The average two-year fixed BTL rate has fallen by 0.31% in 12 months but by just 1 basis point in 2017, from 2.92% in January to 2.91% in July, research from Moneyfacts shows.
Even though the pace of the fall has slowed in recent months, the market has now recovered from the significant drop in products that was seen at the start of this year.
The number of products available on the market has risen from 1,408 at the start of the year to 1,610 today.
Charlotte Nelson, Finance Expert at Moneyfacts, said: “The BTL market has seen some turbulent times, with significant tax changes, tougher affordability rules and more changes to come into force in September. It is little wonder many thought the BTL mortgage market might show signs of strain. And yet, rates have continued on a downward path. Since the introduction of new regulation in January, however, the pace of the reductions has slowed considerably.
“Product numbers have been bolstered since the dramatic fall that occurred in January, giving landlords looking for a mortgage deal today more choice. This shows that after the initial shock of the changes in January, providers are keen to recover and keep the market buoyant.
“Providers are now starting to gear up for further regulatory changes. From 30 September, lenders will have to apply stricter standards for landlords with four or more properties.
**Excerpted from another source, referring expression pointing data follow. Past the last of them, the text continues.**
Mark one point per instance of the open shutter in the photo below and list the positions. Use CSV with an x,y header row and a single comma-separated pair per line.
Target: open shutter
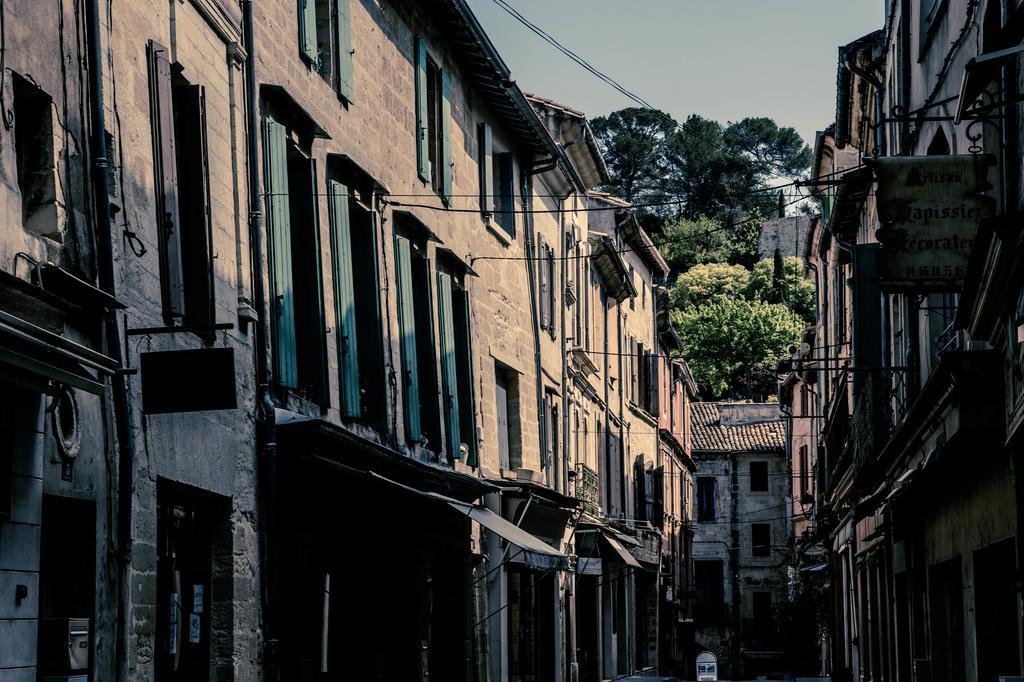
x,y
450,379
307,29
407,332
344,49
165,160
196,233
344,299
486,163
545,284
422,154
446,137
280,237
Given that 89% of the mortgage deals on the market today are available for borrowers with four or more properties in their portfolio, these changes will affect a large chunk of the market.
“Faced with these changes, it is likely that competition among providers may start to ebb initially, with the providers instead focusing on their core range and getting their criteria up to date. With the added uncertainty in the economy, landlords looking for a mortgage deal are likely to face a bumpy road for a while. Anyone unsure of their options should seek out independent financial advice.”